That, of course, is how I experience it, not an absolute observation. Nonetheless, though the Willamette Valley winter rots my soul from the inside out, I think that I could probably endure a winter on the Oregon Coast. The ocean, the storm wind, these events alleviate the grey tension of the winter day for me. Clear and cold is my favorite winter recipe; the interplay of sunshine and stinging air is completely invigorating. I love mushrooms and fungi, but I am not myself suited to winter where they thrive.
In any event, the creek is rushing along and a big windy storm is on the way. After breakfast I could not take it any longer and decided I had to finally go for a run up in the "closed" national forest.
By the time I was a mile or two in, the rain picked up and the dozer-loosened soil was soft under my feet. I came around a bend where the true forest trailheads begin and saw in the distance a vehicle parked at the end of the access road around the dam. I turned around.

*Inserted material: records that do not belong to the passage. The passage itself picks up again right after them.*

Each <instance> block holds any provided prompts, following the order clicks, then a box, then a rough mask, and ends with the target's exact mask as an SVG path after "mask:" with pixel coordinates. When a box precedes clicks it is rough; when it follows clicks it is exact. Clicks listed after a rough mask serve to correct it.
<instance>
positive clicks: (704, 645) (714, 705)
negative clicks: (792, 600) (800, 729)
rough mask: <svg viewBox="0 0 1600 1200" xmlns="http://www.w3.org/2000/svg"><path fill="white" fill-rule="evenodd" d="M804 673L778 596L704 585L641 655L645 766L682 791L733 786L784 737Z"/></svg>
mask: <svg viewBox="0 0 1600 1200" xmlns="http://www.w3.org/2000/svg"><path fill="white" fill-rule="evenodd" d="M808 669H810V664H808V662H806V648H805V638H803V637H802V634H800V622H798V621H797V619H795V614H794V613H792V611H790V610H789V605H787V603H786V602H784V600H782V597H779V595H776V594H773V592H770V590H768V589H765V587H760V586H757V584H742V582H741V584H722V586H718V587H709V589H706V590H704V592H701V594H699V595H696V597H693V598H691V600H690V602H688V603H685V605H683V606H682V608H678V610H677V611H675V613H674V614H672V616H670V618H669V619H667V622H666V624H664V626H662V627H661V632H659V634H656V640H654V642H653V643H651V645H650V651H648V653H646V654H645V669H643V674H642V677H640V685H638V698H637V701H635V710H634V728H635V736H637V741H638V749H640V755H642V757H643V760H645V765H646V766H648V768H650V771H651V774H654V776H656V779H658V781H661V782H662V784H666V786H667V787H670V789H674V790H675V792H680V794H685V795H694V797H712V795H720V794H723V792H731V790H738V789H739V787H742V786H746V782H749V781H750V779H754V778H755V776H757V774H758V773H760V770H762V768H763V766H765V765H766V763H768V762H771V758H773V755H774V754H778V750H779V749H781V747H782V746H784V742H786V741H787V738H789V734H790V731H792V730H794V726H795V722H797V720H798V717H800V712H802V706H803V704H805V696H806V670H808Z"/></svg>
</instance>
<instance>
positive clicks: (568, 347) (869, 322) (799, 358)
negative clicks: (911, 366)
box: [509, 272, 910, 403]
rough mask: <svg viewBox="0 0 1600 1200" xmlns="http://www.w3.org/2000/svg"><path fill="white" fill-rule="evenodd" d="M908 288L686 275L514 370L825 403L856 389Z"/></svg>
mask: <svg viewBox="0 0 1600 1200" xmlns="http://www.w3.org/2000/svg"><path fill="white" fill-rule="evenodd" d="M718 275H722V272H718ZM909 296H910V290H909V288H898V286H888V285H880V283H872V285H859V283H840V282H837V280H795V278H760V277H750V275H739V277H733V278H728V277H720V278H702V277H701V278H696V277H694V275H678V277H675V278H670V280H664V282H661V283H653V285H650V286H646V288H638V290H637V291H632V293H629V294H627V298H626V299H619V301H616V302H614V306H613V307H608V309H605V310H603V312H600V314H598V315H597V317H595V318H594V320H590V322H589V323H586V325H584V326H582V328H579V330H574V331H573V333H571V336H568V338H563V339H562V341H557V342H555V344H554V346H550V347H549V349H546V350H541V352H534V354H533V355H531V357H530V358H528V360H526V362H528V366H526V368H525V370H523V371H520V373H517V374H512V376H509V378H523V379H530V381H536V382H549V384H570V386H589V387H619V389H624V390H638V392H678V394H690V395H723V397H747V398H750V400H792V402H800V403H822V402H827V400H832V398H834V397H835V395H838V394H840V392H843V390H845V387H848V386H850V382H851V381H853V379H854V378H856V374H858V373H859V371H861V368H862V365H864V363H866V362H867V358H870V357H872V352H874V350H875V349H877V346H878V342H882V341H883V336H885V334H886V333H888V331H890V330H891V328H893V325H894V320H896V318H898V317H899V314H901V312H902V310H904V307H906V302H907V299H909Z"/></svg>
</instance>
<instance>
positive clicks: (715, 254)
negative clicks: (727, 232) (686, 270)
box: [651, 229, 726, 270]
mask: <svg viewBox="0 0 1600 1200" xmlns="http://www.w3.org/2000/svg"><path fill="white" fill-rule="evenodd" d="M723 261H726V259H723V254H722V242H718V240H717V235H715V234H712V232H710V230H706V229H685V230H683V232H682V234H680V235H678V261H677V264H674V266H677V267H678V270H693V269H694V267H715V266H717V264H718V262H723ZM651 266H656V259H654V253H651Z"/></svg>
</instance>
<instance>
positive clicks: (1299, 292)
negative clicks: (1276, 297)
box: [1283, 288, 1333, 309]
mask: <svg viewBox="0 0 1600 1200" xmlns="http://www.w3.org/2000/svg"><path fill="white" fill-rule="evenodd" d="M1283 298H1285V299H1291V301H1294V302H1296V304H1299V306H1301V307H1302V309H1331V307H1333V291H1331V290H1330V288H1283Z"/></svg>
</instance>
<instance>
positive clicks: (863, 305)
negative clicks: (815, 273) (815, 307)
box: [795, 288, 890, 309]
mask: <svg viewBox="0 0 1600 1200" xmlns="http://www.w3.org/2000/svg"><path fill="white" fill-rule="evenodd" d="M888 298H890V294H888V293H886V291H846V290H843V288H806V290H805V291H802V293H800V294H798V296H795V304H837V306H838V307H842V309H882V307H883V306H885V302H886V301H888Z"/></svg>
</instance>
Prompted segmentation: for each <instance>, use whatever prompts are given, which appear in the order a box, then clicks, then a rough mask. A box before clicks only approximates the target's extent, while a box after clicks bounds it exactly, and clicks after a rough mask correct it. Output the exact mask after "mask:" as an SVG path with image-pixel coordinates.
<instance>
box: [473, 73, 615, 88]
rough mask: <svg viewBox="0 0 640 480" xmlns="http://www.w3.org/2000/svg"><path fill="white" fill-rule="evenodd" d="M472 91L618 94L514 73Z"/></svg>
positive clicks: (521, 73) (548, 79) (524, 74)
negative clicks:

Further up the Carmel River I could see the blackened hillsides, though the water spilling over the dam did not look muddy or really even very brown at all. I could not help but notice though, that it seems to take very little rainfall anymore to fill the silted-up dam and get the spillway flowing.
Back toward the parking lot, a Forest Service truck was heading out into the rain. I slowed down, ready to take whatever warning the driver might wish to saddle on me for jumping the Cal-Am fence. But he rolled down his window and just asked how far in I had been, whether I had seen anyone else. I mentioned the rig at the trail up toward Blue Rock and we waved each other on. Sometimes people are just plain reasonable.